The person infected is a worker on a dairy farm where bird flu had been identified in the cows. The individual was being monitored because of their exposure to the infected cattle.

The person reported their symptoms to the local health officials, and two specimens were collected from the patient. The nasal swab tested negative for influenza, however, the eye swab tested positive for the virus.

The CDC has been watching influenza surveillance systems closely, particularly in affected states, and there has been no sign of unusual influenza activity in people, including in syndromic surveillance.

Attempts to sequence the virus in the clinical specimen are underway and will be made available within one to two days, if successful.

Additional genetic analysis will look for any changes to the virus that could alter the agency’s risk assessment.

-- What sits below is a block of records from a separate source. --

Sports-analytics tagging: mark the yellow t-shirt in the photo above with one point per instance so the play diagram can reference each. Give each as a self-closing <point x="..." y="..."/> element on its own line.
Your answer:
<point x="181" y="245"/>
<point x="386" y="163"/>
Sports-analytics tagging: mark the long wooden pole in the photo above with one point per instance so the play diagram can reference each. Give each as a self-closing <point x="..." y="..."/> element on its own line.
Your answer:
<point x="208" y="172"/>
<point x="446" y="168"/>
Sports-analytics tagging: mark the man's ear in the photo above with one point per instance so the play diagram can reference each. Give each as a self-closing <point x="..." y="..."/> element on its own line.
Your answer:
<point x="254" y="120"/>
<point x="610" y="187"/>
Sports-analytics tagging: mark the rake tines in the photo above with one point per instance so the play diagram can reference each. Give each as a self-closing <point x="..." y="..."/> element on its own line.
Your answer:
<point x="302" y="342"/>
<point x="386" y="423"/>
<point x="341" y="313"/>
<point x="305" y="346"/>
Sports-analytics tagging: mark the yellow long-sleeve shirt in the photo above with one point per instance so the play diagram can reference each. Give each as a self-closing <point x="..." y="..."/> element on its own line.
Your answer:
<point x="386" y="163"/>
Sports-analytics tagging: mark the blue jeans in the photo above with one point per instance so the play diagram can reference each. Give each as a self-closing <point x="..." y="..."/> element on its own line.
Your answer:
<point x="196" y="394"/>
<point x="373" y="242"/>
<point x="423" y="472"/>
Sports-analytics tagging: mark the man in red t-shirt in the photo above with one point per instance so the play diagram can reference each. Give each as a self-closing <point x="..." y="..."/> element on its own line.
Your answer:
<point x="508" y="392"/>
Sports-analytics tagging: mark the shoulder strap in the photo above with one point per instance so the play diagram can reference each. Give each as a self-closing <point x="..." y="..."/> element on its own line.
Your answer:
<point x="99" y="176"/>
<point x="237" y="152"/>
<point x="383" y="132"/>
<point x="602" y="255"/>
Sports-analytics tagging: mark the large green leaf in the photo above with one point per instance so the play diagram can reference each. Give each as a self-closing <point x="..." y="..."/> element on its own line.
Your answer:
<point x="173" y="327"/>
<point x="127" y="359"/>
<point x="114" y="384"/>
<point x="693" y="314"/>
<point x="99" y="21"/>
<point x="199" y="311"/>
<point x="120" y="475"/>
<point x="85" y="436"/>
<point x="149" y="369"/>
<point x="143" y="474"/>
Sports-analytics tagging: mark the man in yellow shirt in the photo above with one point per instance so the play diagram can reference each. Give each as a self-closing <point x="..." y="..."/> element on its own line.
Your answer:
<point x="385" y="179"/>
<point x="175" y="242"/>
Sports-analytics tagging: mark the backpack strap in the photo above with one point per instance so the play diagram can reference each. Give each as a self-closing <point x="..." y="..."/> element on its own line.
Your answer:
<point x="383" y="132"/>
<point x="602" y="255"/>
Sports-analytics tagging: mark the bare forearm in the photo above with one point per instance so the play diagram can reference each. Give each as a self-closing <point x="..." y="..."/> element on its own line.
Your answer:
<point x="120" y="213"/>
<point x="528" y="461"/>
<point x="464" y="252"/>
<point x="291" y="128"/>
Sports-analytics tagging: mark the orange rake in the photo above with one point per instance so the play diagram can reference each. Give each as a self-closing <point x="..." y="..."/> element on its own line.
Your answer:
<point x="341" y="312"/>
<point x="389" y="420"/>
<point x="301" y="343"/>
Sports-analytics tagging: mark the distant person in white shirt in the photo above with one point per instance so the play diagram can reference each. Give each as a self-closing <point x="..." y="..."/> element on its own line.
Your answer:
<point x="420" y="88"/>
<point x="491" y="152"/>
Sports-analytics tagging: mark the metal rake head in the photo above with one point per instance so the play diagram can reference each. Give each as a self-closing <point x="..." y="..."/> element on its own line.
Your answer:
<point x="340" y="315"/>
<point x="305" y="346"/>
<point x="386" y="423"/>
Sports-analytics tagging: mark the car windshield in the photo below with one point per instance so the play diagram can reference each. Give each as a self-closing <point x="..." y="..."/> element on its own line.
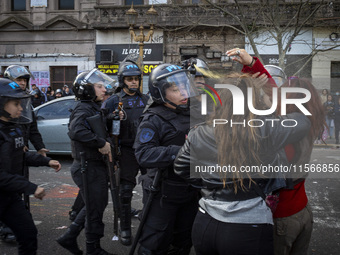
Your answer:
<point x="57" y="110"/>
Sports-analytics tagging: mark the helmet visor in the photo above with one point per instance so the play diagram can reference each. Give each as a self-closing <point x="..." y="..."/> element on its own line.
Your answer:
<point x="95" y="76"/>
<point x="19" y="109"/>
<point x="14" y="72"/>
<point x="180" y="82"/>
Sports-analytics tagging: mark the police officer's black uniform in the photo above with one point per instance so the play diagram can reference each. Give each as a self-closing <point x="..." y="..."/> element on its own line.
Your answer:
<point x="32" y="133"/>
<point x="160" y="136"/>
<point x="83" y="139"/>
<point x="12" y="182"/>
<point x="133" y="106"/>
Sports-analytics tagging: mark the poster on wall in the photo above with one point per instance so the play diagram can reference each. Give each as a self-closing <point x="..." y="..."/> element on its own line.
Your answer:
<point x="41" y="79"/>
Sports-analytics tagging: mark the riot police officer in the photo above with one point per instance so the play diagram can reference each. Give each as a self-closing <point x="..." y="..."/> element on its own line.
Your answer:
<point x="160" y="135"/>
<point x="15" y="109"/>
<point x="134" y="102"/>
<point x="89" y="89"/>
<point x="21" y="75"/>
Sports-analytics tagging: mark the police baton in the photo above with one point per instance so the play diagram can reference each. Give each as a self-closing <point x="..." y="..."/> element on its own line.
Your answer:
<point x="114" y="194"/>
<point x="97" y="125"/>
<point x="83" y="170"/>
<point x="154" y="188"/>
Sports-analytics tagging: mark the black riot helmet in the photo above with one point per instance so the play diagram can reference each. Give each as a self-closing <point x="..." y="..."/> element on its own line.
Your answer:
<point x="11" y="91"/>
<point x="166" y="75"/>
<point x="16" y="71"/>
<point x="83" y="85"/>
<point x="200" y="67"/>
<point x="277" y="74"/>
<point x="128" y="68"/>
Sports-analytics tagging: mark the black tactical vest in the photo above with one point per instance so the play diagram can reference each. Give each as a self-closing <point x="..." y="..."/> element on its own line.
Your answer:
<point x="134" y="107"/>
<point x="176" y="127"/>
<point x="11" y="148"/>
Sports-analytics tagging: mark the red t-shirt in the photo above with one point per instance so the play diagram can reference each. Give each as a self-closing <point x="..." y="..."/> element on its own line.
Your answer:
<point x="291" y="201"/>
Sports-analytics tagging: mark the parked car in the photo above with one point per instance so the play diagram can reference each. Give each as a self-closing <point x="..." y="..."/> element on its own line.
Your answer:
<point x="52" y="120"/>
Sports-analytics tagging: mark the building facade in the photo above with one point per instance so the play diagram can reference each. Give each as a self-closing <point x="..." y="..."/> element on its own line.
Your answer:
<point x="57" y="39"/>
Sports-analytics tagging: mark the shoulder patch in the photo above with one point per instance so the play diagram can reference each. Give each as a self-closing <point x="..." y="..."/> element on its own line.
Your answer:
<point x="146" y="135"/>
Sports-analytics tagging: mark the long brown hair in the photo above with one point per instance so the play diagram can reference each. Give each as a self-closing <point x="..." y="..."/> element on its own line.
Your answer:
<point x="314" y="105"/>
<point x="237" y="145"/>
<point x="303" y="148"/>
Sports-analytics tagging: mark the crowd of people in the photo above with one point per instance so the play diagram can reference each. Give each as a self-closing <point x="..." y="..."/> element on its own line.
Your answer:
<point x="45" y="94"/>
<point x="164" y="136"/>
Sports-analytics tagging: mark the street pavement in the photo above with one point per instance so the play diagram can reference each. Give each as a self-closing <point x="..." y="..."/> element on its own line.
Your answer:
<point x="51" y="214"/>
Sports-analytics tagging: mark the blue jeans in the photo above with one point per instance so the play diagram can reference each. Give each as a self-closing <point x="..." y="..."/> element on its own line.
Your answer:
<point x="330" y="124"/>
<point x="213" y="237"/>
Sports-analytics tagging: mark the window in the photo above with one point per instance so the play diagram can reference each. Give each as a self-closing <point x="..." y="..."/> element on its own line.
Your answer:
<point x="18" y="5"/>
<point x="57" y="110"/>
<point x="61" y="75"/>
<point x="135" y="2"/>
<point x="66" y="4"/>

The CDC recommends the following:

  • People should avoid unprotected exposures to sick or dead animals, including wild birds, poultry, other domesticated birds, and domesticated cows;
  • People should also avoid unprotected exposures to animal faeces, bedding (litter), unpasteurised milk, or materials that have been touched by animals with suspected or confirmed A(H5N1) virus;
  • CDC has updated recommendations for worker protection and use of personal protective equipment (PPE);
  • Following these recommendations is central to reducing a person’s risk and containing the overall public health risk.

Conjunctivitis (eye infection) has been associated with previous human infections with bird flu, and is part of the current CDC case definition for A(H5N1) surveillance.

It is not known by the CDC how eye infections result from avian influenza exposures, but it may be from touching the eyes with something contaminated with the virus.